Cronaca

L'ultimo saluto a Nazza. Don Claudio:
"Sapeva guardare oltre la notizia"

Un puzzle composito per una Abbaziale di Santo Stefano gremita. Tanti tasselli di una vita che ne ha incrociate mille altre. Più che un funerale, una restituzione. E un senso profondo di gratitudine per Nazzareno Condina, il nostro Nazza, scomparso mercoledì a 54 anni dopo diciotto mesi di lotta contro un male che non perdona.

In prima fila, vicino alla moglie Cristina, alla mamma Iride, al papà Ferdinando (presente “in spirito” ma impossibilitato per motivi di salute, ndr), al fratello Stefano e al nipote Lorenzo e a tutti i parenti, i ragazzi di Casa Giardino e Suor Maria Buongiorno, coi quali aveva intessuto un sodalizio inscindibile, sempre nel segno dei più deboli. E poi la Croce Rossa, gli amici del Duomo e dell’oratorio Maffei, i colleghi, tra cui CR 1 col direttore Simone Arrighi e il direttore editoriale Lucio Dell’Angelo, tanti di coloro che con Nazzareno hanno avuto a che fare. E tante magliette “Andom”, qua e là, spuntate come il messaggio, rigorosamente al plurale, che Nazza aveva voluto lasciare.
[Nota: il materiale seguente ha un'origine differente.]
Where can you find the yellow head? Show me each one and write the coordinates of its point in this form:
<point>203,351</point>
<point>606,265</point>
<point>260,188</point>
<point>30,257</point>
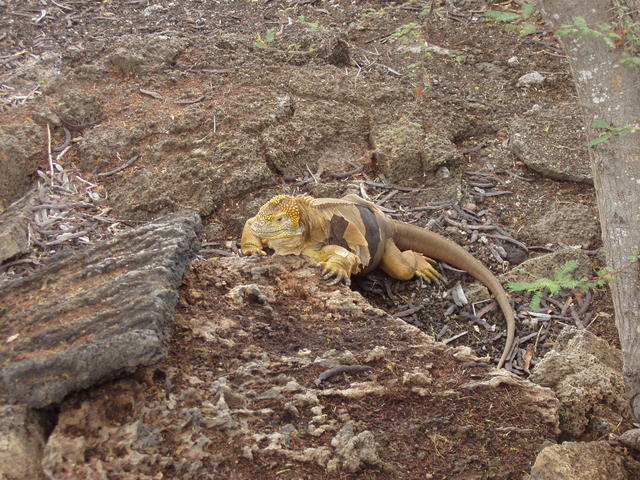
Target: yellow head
<point>278,218</point>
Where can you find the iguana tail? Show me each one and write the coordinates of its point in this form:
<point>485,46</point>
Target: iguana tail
<point>411,237</point>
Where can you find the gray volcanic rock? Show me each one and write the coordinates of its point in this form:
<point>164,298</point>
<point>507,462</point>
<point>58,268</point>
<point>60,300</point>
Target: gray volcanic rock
<point>94,314</point>
<point>22,441</point>
<point>14,227</point>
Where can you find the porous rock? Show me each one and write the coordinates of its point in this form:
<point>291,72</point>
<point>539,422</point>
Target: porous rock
<point>238,397</point>
<point>94,314</point>
<point>21,443</point>
<point>572,224</point>
<point>14,227</point>
<point>585,373</point>
<point>21,150</point>
<point>582,461</point>
<point>405,151</point>
<point>134,54</point>
<point>537,138</point>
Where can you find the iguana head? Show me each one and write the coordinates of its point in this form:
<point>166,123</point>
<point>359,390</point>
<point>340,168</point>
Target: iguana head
<point>278,218</point>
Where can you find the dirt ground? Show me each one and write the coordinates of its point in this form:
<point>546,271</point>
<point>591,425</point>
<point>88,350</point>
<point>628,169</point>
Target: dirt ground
<point>225,103</point>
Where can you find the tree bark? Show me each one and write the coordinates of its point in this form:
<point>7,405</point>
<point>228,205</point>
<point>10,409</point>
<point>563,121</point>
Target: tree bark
<point>610,92</point>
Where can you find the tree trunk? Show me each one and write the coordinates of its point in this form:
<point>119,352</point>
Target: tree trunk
<point>610,92</point>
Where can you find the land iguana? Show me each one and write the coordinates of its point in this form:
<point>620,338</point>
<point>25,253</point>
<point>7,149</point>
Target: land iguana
<point>351,236</point>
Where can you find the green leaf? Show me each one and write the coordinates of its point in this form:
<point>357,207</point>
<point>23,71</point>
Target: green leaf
<point>566,30</point>
<point>535,301</point>
<point>502,16</point>
<point>527,29</point>
<point>596,141</point>
<point>270,36</point>
<point>566,268</point>
<point>527,10</point>
<point>597,123</point>
<point>518,286</point>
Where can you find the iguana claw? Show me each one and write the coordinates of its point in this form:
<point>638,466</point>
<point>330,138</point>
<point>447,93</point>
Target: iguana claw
<point>249,249</point>
<point>333,274</point>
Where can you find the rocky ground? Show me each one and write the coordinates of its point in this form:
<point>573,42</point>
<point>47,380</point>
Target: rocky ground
<point>117,113</point>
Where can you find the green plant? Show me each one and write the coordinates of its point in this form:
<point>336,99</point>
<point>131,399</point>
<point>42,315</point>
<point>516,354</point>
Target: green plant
<point>562,279</point>
<point>518,19</point>
<point>405,30</point>
<point>269,37</point>
<point>580,27</point>
<point>623,33</point>
<point>313,26</point>
<point>608,131</point>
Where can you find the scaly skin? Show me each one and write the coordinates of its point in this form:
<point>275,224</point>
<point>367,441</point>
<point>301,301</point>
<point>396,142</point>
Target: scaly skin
<point>350,236</point>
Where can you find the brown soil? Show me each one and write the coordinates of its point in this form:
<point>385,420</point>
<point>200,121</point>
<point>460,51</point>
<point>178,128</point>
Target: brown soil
<point>240,114</point>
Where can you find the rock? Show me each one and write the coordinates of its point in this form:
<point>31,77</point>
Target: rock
<point>537,140</point>
<point>581,461</point>
<point>545,266</point>
<point>94,314</point>
<point>22,440</point>
<point>528,79</point>
<point>571,224</point>
<point>100,144</point>
<point>145,53</point>
<point>21,151</point>
<point>354,452</point>
<point>585,373</point>
<point>490,69</point>
<point>14,227</point>
<point>78,107</point>
<point>319,133</point>
<point>406,152</point>
<point>237,396</point>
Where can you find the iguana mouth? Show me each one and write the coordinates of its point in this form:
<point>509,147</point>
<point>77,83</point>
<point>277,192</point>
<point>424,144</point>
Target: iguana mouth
<point>269,233</point>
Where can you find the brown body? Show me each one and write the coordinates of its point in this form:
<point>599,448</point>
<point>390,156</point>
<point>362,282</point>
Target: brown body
<point>349,236</point>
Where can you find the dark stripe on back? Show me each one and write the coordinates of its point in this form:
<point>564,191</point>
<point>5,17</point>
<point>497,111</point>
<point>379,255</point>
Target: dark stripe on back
<point>337,226</point>
<point>372,229</point>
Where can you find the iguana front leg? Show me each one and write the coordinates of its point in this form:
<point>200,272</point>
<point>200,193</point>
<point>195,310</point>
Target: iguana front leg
<point>249,243</point>
<point>336,262</point>
<point>408,264</point>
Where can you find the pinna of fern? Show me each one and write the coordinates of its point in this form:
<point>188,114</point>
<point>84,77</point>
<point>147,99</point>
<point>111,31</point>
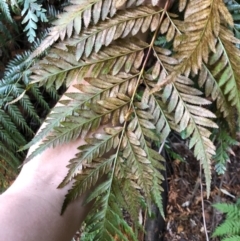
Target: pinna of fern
<point>19,116</point>
<point>96,46</point>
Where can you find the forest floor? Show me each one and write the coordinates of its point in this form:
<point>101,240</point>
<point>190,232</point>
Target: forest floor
<point>188,207</point>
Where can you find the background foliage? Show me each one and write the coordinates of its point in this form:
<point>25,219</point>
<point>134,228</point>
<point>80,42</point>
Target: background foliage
<point>183,79</point>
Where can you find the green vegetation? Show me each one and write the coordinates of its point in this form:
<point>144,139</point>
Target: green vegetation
<point>184,79</point>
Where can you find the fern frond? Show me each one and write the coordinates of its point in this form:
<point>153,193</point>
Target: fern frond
<point>108,220</point>
<point>4,9</point>
<point>33,13</point>
<point>96,147</point>
<point>227,67</point>
<point>224,144</point>
<point>61,66</point>
<point>193,46</point>
<point>76,16</point>
<point>184,103</point>
<point>123,24</point>
<point>230,228</point>
<point>209,78</point>
<point>90,109</point>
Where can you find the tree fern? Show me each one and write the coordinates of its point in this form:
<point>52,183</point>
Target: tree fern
<point>142,90</point>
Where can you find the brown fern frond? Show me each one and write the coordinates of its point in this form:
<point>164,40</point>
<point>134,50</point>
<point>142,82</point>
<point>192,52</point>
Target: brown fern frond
<point>61,66</point>
<point>76,16</point>
<point>124,24</point>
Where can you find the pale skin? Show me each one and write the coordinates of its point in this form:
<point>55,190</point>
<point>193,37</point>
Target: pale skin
<point>30,208</point>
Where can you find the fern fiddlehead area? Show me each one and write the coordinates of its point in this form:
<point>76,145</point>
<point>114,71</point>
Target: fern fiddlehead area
<point>145,71</point>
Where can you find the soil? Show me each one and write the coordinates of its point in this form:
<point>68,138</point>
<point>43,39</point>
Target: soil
<point>188,207</point>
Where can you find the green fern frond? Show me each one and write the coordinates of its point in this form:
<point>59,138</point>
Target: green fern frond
<point>33,13</point>
<point>187,110</point>
<point>228,74</point>
<point>4,9</point>
<point>194,44</point>
<point>209,78</point>
<point>224,143</point>
<point>89,120</point>
<point>96,147</point>
<point>126,23</point>
<point>76,16</point>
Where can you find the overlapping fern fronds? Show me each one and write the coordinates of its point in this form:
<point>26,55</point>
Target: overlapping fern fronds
<point>141,91</point>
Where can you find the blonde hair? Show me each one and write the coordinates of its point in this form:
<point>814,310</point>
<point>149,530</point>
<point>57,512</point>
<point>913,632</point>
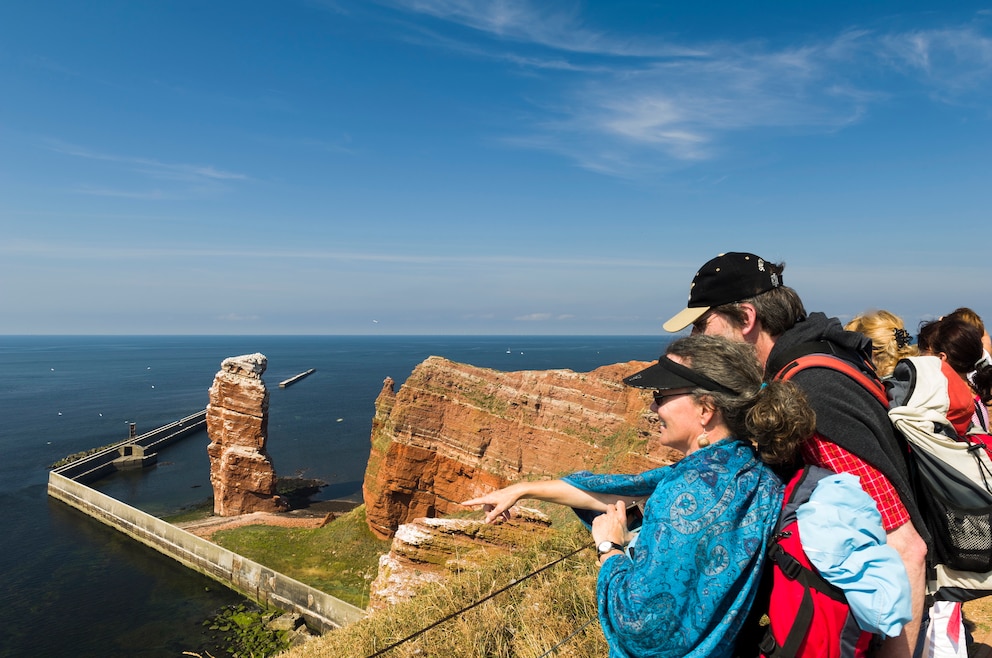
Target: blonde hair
<point>775,416</point>
<point>889,339</point>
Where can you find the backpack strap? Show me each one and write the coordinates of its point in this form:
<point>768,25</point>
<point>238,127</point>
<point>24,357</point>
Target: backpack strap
<point>870,382</point>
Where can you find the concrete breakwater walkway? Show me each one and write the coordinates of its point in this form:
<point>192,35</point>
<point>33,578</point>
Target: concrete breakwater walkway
<point>321,611</point>
<point>103,462</point>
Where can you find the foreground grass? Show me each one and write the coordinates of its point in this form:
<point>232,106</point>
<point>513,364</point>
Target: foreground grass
<point>528,620</point>
<point>341,559</point>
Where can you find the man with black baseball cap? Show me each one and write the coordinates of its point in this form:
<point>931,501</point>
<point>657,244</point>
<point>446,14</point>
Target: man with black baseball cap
<point>742,296</point>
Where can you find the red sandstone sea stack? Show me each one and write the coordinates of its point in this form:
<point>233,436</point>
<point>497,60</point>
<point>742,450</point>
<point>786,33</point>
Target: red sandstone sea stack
<point>455,431</point>
<point>241,472</point>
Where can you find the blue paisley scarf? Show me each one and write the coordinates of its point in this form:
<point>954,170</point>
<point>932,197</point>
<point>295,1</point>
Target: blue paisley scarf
<point>690,578</point>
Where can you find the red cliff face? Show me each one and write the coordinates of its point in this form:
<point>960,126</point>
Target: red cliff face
<point>455,431</point>
<point>241,472</point>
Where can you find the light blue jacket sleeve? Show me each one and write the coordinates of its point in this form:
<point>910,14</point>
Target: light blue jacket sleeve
<point>842,535</point>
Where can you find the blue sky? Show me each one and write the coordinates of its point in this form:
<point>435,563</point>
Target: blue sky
<point>491,167</point>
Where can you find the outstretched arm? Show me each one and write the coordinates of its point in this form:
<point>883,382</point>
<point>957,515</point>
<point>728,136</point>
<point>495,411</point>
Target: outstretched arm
<point>498,503</point>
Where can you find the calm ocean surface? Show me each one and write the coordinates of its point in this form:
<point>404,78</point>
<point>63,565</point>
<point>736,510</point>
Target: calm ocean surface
<point>72,586</point>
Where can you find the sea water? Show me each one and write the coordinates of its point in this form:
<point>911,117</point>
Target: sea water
<point>74,587</point>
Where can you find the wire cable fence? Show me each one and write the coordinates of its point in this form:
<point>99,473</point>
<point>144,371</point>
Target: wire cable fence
<point>488,597</point>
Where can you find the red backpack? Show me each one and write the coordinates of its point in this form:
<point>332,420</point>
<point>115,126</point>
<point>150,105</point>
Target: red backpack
<point>807,616</point>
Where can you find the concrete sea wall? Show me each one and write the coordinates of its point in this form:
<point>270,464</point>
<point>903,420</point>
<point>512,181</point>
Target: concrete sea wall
<point>321,611</point>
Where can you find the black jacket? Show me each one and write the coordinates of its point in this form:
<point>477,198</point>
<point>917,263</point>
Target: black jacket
<point>847,414</point>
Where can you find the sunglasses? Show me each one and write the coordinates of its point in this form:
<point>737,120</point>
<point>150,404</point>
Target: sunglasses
<point>660,397</point>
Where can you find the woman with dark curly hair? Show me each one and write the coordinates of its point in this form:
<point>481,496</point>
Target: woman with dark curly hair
<point>684,587</point>
<point>958,343</point>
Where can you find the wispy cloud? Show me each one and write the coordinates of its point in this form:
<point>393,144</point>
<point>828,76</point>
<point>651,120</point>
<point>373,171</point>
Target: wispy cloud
<point>550,25</point>
<point>73,250</point>
<point>641,104</point>
<point>192,179</point>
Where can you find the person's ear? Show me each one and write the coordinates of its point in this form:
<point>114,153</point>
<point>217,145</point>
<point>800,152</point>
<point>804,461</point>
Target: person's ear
<point>706,410</point>
<point>751,323</point>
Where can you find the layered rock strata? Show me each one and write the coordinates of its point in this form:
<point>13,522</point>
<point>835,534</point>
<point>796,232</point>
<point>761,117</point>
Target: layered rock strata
<point>430,550</point>
<point>454,431</point>
<point>241,472</point>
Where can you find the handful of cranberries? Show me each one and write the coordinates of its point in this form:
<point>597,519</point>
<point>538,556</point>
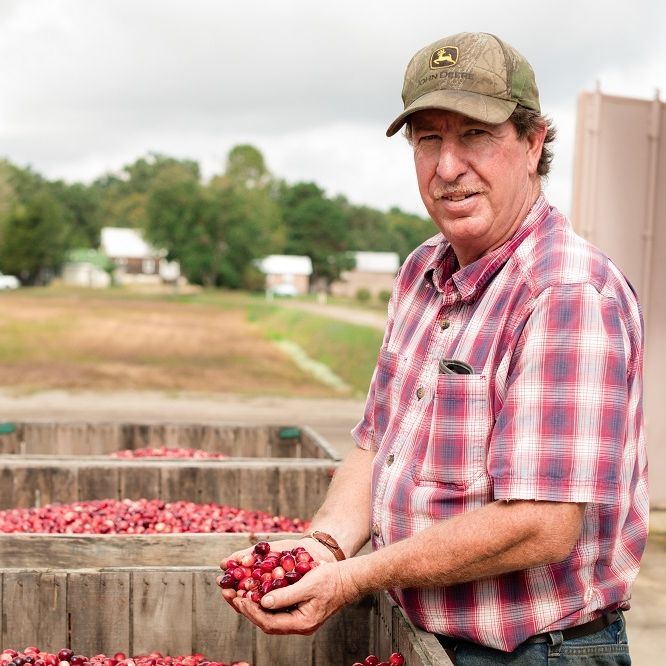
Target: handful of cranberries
<point>262,570</point>
<point>396,659</point>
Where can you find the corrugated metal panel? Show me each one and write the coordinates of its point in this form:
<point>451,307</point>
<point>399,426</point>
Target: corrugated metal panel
<point>619,204</point>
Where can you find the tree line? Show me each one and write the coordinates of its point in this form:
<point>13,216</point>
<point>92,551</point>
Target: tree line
<point>214,229</point>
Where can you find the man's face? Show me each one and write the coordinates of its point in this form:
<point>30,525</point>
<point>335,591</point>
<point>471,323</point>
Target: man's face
<point>477,181</point>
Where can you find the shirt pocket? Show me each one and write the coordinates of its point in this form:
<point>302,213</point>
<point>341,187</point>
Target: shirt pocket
<point>455,454</point>
<point>387,389</point>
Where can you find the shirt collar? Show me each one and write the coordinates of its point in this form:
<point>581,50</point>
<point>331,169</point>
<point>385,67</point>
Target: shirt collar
<point>468,283</point>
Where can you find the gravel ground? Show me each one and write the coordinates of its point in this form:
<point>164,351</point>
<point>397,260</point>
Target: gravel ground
<point>333,419</point>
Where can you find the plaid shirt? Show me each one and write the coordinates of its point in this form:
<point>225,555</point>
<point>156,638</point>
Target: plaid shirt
<point>553,412</point>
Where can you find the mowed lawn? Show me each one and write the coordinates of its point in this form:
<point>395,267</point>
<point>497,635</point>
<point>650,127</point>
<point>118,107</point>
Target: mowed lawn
<point>115,340</point>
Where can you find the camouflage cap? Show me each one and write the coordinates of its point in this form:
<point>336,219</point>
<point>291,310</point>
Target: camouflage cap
<point>472,73</point>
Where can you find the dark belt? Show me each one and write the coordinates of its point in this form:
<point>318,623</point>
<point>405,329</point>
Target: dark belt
<point>579,630</point>
<point>586,629</point>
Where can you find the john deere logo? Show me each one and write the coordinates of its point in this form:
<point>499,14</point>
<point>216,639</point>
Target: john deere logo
<point>447,56</point>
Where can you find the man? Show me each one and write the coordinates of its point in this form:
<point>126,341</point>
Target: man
<point>500,466</point>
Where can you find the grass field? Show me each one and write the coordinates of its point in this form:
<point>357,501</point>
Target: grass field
<point>211,341</point>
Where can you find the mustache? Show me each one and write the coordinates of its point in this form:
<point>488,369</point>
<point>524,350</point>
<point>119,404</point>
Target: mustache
<point>442,191</point>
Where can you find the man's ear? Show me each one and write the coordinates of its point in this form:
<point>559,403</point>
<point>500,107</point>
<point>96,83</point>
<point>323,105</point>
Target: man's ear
<point>534,148</point>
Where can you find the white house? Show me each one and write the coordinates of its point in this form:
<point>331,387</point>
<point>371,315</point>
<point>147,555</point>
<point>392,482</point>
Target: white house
<point>374,271</point>
<point>286,274</point>
<point>136,260</point>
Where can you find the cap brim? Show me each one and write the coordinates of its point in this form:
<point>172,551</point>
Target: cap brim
<point>473,105</point>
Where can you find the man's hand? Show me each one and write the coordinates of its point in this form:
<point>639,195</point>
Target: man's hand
<point>300,608</point>
<point>318,551</point>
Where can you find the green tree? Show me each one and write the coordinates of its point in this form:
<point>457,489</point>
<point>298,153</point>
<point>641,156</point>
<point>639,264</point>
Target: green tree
<point>248,214</point>
<point>316,227</point>
<point>216,231</point>
<point>124,196</point>
<point>34,237</point>
<point>82,211</point>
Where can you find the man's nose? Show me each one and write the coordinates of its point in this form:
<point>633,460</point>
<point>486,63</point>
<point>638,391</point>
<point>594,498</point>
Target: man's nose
<point>451,163</point>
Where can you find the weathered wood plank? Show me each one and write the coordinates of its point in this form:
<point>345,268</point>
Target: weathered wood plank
<point>162,611</point>
<point>36,486</point>
<point>34,609</point>
<point>302,489</point>
<point>105,438</point>
<point>98,611</point>
<point>346,637</point>
<point>10,438</point>
<point>98,481</point>
<point>102,438</point>
<point>71,551</point>
<point>258,488</point>
<point>137,481</point>
<point>219,632</point>
<point>73,438</point>
<point>6,489</point>
<point>283,650</point>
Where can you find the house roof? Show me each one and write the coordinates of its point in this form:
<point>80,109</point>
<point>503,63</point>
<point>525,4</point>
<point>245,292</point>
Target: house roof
<point>285,264</point>
<point>126,242</point>
<point>377,262</point>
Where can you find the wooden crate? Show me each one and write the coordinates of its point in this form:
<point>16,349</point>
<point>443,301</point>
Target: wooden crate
<point>72,551</point>
<point>291,487</point>
<point>179,611</point>
<point>76,438</point>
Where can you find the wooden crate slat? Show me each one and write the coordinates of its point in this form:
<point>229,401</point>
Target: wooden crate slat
<point>35,485</point>
<point>10,442</point>
<point>137,481</point>
<point>162,612</point>
<point>70,551</point>
<point>178,610</point>
<point>102,438</point>
<point>6,489</point>
<point>191,435</point>
<point>220,439</point>
<point>34,609</point>
<point>283,650</point>
<point>252,442</point>
<point>73,439</point>
<point>384,625</point>
<point>347,636</point>
<point>258,488</point>
<point>98,482</point>
<point>98,612</point>
<point>39,437</point>
<point>282,446</point>
<point>219,632</point>
<point>105,438</point>
<point>302,489</point>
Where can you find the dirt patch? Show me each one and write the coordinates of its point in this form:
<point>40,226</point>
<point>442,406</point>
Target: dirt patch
<point>97,344</point>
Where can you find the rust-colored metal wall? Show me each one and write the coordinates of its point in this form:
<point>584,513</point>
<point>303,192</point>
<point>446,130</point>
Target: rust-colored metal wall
<point>619,204</point>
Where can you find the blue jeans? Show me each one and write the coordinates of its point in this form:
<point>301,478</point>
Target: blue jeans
<point>607,647</point>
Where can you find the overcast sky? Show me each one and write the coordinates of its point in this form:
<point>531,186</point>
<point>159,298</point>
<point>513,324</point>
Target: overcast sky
<point>87,86</point>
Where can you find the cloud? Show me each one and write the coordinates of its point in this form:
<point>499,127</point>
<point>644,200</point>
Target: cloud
<point>93,85</point>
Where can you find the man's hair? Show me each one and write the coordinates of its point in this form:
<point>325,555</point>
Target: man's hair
<point>526,121</point>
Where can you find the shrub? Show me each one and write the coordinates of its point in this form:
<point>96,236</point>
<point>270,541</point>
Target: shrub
<point>363,295</point>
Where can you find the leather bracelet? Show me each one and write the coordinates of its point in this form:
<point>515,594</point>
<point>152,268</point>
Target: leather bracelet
<point>328,541</point>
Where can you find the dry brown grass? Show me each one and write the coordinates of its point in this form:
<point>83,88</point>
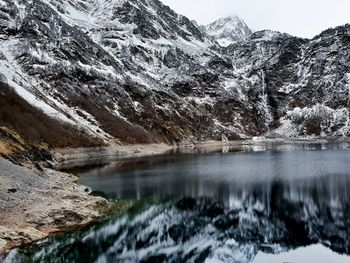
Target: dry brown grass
<point>5,149</point>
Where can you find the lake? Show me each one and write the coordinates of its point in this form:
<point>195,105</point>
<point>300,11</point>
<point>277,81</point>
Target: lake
<point>266,203</point>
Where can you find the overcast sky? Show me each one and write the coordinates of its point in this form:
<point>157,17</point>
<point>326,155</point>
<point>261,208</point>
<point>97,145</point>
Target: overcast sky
<point>304,18</point>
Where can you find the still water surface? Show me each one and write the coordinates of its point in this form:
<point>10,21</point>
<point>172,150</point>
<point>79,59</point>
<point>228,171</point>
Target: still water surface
<point>270,203</point>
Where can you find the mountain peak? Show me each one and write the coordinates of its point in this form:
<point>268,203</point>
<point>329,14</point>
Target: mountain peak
<point>228,30</point>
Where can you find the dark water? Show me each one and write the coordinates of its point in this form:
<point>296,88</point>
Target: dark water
<point>261,204</point>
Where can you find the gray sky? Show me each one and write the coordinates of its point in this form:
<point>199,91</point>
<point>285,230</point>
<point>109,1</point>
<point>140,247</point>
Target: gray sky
<point>304,18</point>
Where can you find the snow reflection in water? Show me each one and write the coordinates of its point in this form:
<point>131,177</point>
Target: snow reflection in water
<point>229,207</point>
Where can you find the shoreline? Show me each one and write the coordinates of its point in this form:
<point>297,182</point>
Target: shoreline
<point>37,203</point>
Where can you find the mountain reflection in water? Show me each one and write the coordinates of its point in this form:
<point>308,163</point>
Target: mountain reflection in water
<point>226,207</point>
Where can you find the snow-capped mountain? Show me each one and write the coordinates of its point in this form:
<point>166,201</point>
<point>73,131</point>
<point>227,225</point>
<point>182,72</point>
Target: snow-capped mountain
<point>228,30</point>
<point>136,72</point>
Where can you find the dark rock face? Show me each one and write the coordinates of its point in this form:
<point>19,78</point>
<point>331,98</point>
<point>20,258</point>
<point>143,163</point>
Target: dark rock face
<point>135,71</point>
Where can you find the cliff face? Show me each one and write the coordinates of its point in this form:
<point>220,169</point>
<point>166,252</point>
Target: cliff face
<point>137,72</point>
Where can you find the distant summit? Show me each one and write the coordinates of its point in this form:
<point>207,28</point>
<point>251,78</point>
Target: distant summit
<point>228,30</point>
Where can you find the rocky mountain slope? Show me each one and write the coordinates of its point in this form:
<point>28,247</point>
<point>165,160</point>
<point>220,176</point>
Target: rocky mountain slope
<point>137,72</point>
<point>228,30</point>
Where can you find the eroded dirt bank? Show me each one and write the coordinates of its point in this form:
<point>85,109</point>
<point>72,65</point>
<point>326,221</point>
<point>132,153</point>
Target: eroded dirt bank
<point>35,203</point>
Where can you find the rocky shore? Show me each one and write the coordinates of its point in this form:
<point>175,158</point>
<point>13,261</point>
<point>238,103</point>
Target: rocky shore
<point>36,203</point>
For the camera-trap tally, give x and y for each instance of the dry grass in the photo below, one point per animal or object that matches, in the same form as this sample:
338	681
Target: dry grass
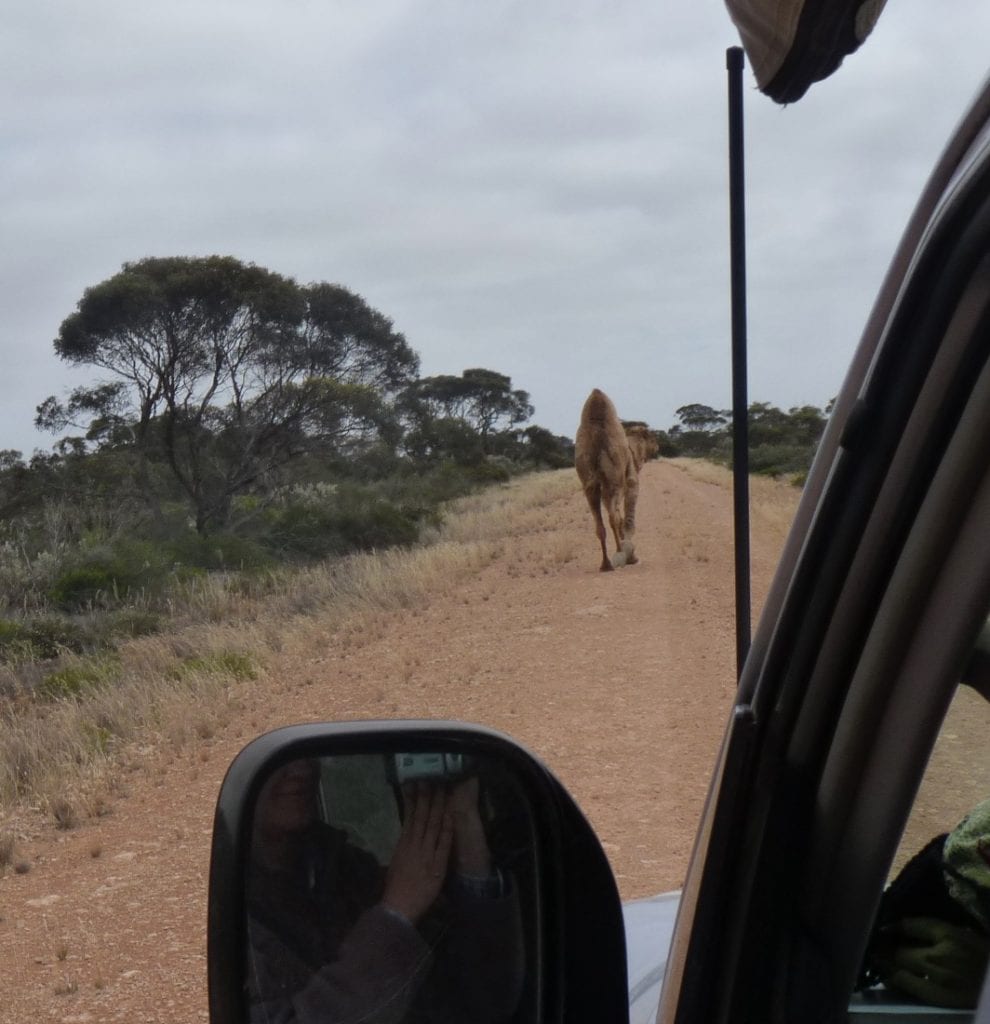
773	501
170	691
Tantissime le dichiarazioni di affetto e rimpianto espresse pubblicamente per una persona di rara umanità che ha saputo creare attorno a sé un circuito virtuoso di altruismo che non andrà perduto.

Nell’omelia don Claudio Rubagotti ha dipinto Nazzareno come una persona che “sapeva andare oltre il dato tecnico e biologico della notizia perché sapeva guardare alla poesia e al sogno. Più volte mi sono chiesto se valesse la pena fare i lavori di ristrutturazione del Duomo dei quali anche Nazza aveva scritto… Oggi questo Duomo pieno mi consola e ringrazio Nazza perché ci ha dato una risposta: ne è valsa la pena per accogliervi tutti qui per questo saluto”.

“Non so se Nazzareno fosse ateo, agnostico, cattolico – ha poi aggiunto don Claudio, andando ad affrontare quello che per molti era un rebus, dato che Nazza diceva di non credere ma in realtà sapeva legarsi ai sacerdoti, su tutti don Paolo Antonini e a suo modo portare avanti un messaggio evangelico -. Io so soltanto che due settimane fa all’hospice mi ha accolto. Abbiamo parlato, era vicino ai suoi cari, fiero della crescita di suo nipote ma anche consapevole. Mi disse: quando sarà, voglio che sia tu e in Duomo. E dinnanzi a questa volontà, io mi fermo”.

Il funerale è proseguito e si è chiuso con una serie di interventi di chi ha conosciuto bene Nazza, in varie vesti e varie occasioni. Perché, in fin dei conti, se ci pensiamo bene, la professione di giornalista consente di vivere anche la vita degli altri, o almeno di interessarsene, solidarizzare, conoscere. Sfumature di umanità varia che Nazzareno amava approfondire e spesso narrare. Riporteremo gli interventi, con un video integrale, in un articolo ad hoc, perché nulla vada perso.

Qui ci limitiamo, dovendo scegliere, a quello di don Maurizio Lucini, assistente spirituale dell’Hospice. “Si dice che una persona muore così come ha vissuto: le testimonianza di oggi danno ancora più valore a questa frase. Nazzareno ha rivelato il meglio di sé in una circostanza così dolorosa: quando stiamo morendo, ci mettiamo davanti agli altri esattamente come siamo e Nazzareno ha mostrato tutta la sua profondità spirituale. Ha fatto dei suoi ultimi giorni di vita un inno d’amore”.